Chapitre 9 – L’or blanc

Bon, elle est où, cette chaussette ? Comme si j’avais le temps de chercher une chaussette isolée dans un tas de linge sale pour l’appareiller à sa jumelle initiale. Si je devais inventer quelque chose, j’inventerai la “chaussette unique”. Comme en Chine. Sauf qu’en Chine, ils ont inventé l’enfant unique et, à ma connaissance, il a deux pieds, l’enfant unique, et donc deux chaussettes. À moins qu’on soit mal informés par ici. On ne va tout de même pas couper le pied des nouveau-nés pour économiser à leur mère le temps qu’elles passent à chercher la seconde chaussette. La solution, c’est d’accepter de porter une chaussette différente pour chaque pied. Un pied rouge, un pied vert, qu’est-ce que ça peut faire, hein ? D’autant que là, j’ai quand même tous les comptes à finir avant de partir.
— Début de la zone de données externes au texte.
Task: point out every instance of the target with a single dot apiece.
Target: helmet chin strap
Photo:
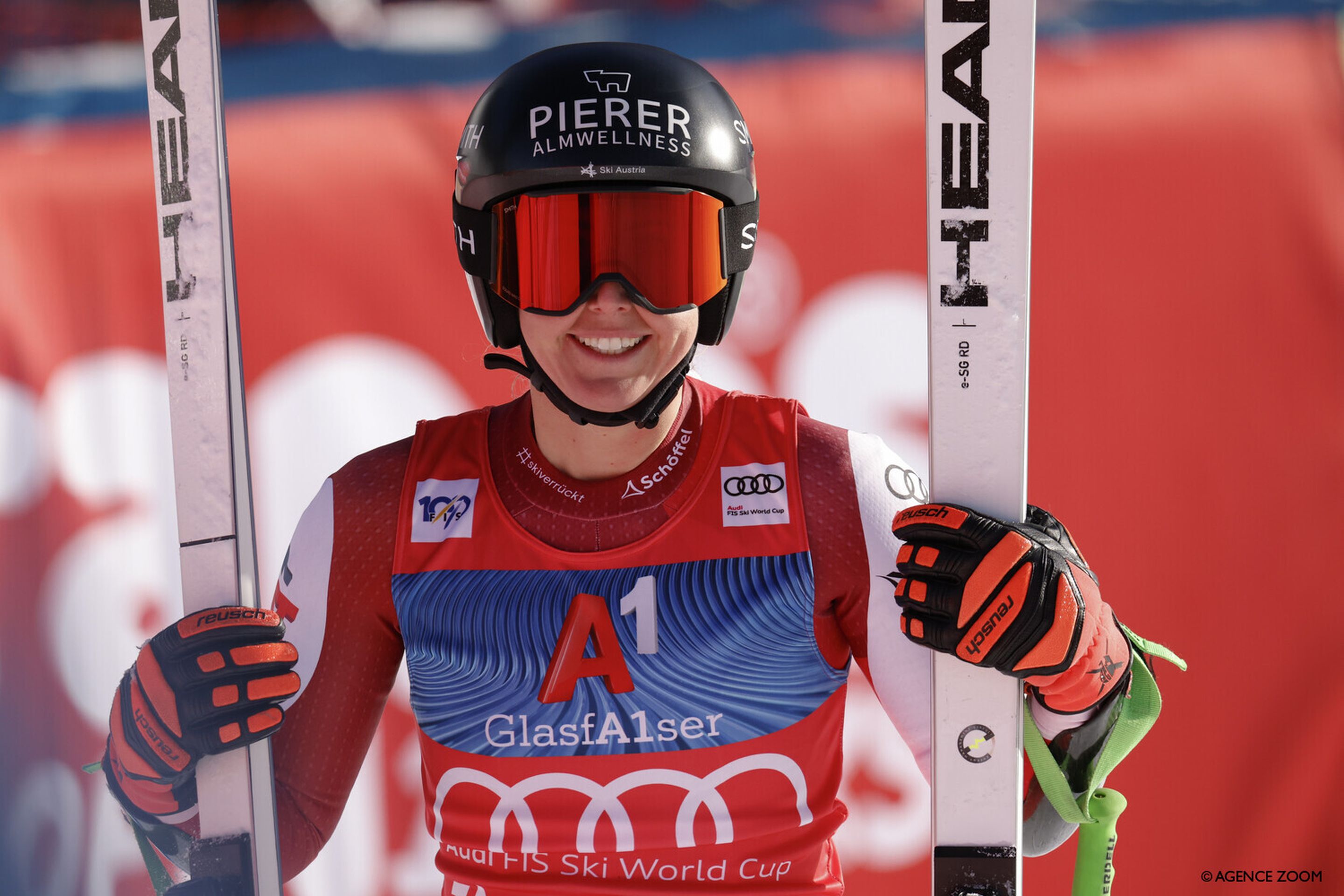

Ah ! Bababa, comme dit Pancho, Basta per la chaussetta ! Oups, pas sûr que ça se dise comme ça…

Bon, voilà les derniers chiffres : cinq mille, plus quatre cents, plus dix mille cinq cents. Euh, multiplié par quatre. Non, par deux. Je retiens “un”. Hum, combien y a-t-il de cargos déjà ? Je l’avais noté, sur un calepin rouge. Non, ça, c’est les comptes que Pancho ne veut pas divulguer. Peut-être là-dessous. Ey, ça y est, la voilà, ma chaussette. Bon, ça fait combien tout ça ?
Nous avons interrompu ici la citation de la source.